AOCC – Day One
After all the teams collected their hardware 36 hours before, everyone had had plenty of time to get accustomed to their new parts and make any necessary volt and motherboard modifications. It was time to find out who had the skills (and luck of the draw) to claim the AOCC 2008 crown.
The first concern of the day as the overclockers began to setup was the level of humidity inside the shopping centre in which the event was being held. Due to recent Hong Kong legislation it could no longer keep the air conditioning at “arctic.” The extra humidity in the air would only add to the problem of condensation, and some were concerned about the potential build up of ice on their setups.
Upon arrival, teams setup and were handed the first canisters of LN2 from the huge tanks Asus had provided for the event. The teams went on to make use of an incredible 1,600 litres of the very very cold stuff throughout the event, with some teams keeping their equipment at sub -100°C for over eight hours on the first day! Most teams then proceeded to find the limits of their hardware, finding the highest possible multiplier, front side bus and voltages that their chips could handle before trying to tie it all together in fully fledged overclocks.
Click to enlarge - Refilling the LN2 canisters & Team Australia get started!
It wasn’t long before some the problems caused by the processor lottery reared their heads, with China’s processor happily running stable at 5.8GHz, and Portugal hitting a cold bug at just -70°C. The rules of the competition allowed teams to replace their processor once, and several teams chose to do so in the hope of a one more capable of challenging for top honours. For the most part everyone began hitting the performance wall at around 5.4-5.5GHz.
The first test of the day was Super PI 8 million, a single threaded timed test to calculate PI to eight million digits which provides a solid test of CPU and RAM stability and clock speed. For this test, teams used air cooled GTX 280 TOPs rather than their LN2 graphics setups, partly to save on LN2 and mostly to reduce the amount of pouring required (Super PI places no load on the GPU).
Click to enlarge - Team China hard at work & Team Great Britain's setup
Sadly Team GB were unable to challenge in this event, with a CPU that couldn’t clock above 5.4GHz and some system stability problems that prevented them from completing as many successful runs as they would have liked. China and Sweden soon entered into a competition for top spot that would last all day, placing first and second respectively, with France placed a worthy third. However, while super PI was a single threaded CPU only test, the next would bring the GPU into play; 3Dmark 2001
However, this isn’t the 3DMark you might remember from eight years ago, but an enormously tweaked and stripped down version. While the core tests are still there, overclockers force the graphics detail to minimum in the driver software (a feature since removed in 3DMARK software). This means detail drops to that of a game over 10 years old, resulting in frame rates registering in the thousands! The results of 3DMarks 2001 are even altered by the order in which the individual benchmarks are performed in!

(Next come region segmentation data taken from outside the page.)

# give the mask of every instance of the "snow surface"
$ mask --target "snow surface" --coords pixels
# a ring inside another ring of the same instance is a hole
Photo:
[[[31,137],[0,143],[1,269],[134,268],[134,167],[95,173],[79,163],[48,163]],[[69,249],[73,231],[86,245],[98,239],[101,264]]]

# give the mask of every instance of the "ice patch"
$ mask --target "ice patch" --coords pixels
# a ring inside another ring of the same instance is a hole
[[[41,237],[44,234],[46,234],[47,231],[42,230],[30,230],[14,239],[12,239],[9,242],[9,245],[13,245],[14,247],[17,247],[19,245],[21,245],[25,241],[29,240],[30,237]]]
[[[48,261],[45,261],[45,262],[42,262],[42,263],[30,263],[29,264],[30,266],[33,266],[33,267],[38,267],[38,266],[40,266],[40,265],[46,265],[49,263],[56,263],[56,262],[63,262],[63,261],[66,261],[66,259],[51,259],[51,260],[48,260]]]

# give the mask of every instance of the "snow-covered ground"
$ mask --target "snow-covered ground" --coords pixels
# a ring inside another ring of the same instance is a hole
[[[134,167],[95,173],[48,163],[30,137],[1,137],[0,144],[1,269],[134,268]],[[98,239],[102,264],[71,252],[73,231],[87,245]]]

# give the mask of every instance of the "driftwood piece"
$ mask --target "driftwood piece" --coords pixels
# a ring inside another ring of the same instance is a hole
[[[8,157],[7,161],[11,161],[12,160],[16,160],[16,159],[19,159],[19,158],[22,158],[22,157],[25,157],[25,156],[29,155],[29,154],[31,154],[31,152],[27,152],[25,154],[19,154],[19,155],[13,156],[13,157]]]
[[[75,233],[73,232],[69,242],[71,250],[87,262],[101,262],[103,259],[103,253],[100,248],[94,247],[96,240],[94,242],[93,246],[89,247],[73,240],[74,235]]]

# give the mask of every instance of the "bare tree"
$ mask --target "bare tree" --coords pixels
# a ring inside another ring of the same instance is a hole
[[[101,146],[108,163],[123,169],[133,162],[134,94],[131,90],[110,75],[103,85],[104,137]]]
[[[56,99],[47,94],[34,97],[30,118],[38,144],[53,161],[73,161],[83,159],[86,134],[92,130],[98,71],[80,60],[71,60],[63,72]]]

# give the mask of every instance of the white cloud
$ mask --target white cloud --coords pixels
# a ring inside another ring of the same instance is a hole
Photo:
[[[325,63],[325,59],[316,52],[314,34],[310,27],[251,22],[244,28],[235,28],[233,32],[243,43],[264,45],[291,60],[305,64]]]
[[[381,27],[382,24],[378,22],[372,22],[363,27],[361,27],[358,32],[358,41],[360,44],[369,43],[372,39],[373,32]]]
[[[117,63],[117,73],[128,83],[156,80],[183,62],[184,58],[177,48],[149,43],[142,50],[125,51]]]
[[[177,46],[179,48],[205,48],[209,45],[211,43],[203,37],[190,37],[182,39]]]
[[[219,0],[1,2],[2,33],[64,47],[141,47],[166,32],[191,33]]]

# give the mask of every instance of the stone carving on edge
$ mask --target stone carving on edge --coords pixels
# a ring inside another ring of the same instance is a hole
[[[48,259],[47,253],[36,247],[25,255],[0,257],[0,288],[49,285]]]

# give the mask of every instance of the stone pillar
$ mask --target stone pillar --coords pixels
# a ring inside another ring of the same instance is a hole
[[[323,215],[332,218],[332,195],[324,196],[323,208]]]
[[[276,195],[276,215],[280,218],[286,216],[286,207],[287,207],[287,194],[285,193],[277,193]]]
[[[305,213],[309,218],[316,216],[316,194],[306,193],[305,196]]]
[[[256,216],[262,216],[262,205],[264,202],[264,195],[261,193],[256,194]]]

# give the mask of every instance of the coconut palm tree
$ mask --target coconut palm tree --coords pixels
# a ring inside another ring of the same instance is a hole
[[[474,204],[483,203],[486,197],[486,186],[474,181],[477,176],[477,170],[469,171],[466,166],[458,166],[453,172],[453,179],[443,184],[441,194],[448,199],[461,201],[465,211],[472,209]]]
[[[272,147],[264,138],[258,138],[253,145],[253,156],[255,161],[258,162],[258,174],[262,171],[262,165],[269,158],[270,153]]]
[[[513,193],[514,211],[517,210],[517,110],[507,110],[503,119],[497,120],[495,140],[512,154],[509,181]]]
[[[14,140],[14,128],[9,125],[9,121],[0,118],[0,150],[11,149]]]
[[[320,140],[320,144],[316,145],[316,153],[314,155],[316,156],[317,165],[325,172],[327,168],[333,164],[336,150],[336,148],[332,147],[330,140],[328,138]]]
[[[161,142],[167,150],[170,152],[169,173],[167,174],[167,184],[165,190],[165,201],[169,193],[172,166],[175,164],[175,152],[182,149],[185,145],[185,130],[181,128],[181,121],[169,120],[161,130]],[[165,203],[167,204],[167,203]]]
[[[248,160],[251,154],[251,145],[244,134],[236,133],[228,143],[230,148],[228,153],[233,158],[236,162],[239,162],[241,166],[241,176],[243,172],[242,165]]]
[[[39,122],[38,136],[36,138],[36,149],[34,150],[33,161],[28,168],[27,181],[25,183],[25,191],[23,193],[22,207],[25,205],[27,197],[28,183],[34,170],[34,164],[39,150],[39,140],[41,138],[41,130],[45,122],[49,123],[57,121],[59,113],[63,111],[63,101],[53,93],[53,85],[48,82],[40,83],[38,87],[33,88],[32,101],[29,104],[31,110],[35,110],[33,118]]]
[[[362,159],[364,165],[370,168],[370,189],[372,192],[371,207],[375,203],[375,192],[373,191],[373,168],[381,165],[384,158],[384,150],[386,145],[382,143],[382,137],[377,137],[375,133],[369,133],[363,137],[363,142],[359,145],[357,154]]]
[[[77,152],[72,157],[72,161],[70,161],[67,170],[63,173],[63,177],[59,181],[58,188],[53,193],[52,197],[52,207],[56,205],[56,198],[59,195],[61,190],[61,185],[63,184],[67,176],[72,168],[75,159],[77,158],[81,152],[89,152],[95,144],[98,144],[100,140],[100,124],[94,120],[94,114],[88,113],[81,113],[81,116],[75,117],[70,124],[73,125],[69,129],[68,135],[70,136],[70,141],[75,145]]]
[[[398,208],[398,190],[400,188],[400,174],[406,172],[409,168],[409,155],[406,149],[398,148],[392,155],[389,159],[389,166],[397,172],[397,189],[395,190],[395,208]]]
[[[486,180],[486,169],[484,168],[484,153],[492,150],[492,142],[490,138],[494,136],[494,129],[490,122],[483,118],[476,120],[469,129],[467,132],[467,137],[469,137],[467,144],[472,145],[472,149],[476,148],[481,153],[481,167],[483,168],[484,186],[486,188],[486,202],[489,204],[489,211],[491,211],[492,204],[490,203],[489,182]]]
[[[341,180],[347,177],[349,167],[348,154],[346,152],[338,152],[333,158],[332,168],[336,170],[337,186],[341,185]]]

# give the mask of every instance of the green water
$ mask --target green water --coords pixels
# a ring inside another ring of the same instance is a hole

This test pushes single threaded 3D performance, so there was a great deal of graphics tweaking involved to achieve the higher scores. Unlike the processors, the Asus GTX 280 TOPs provided for the event were enormously similar in performance, although a few teams were able to hit a core of 1100MHz, resulting in some pretty impressive scores. The GB team managed to overcome their earlier stability issues to place a very respectable ninth, and securing a few points, while China again placed first with Sweden and Portugal snapping at their heels.
Click to enlarge - Team Portugal discuss their poor first processor, while Team Sweden poor their way to second place
The final test of the day was the most modern, with 3DMark vantage, which utilises multiple cores, DirectX 10 and PhysX to produce a rounded benchmark result. As any up-to-date
bit-tech reader will know, the GT200 series of cards have PhysX support included, so I had expected some interesting compromises between GPU and PhysX processing from the contestants. However, the overclocking scene firmly believes in a level playfield between different manufacturer’s hardware, so until both ATI and Nvidia support GPU based PhysX, only non PhysX Forceware drivers are allowed.
Because the final test was Vista based, we did see a great deal of operating system tweaks in place to squeeze the last drops of performance from the systems, which in some cases had been sub zero for hours and had collected some worrying levels of ice on CPU pots. The competition was fierce in this final benchmark, with Sweden needing a win and for China to place third or lower to secure victory.
Sadly the British team suffered a terminal graphics failure as condensation shorted out their card, and dumped them out of the last section of the competition without a score. Other teams fared much better, but were uniformly restricted by the time limit involved and the length of the benchmark itself to run. The last ten minutes were decisive as China eclipsed Sweden’s score by a whopping 500 marks, and then Portugal piping Sweden to second place, giving China an undisputed victory in all three events.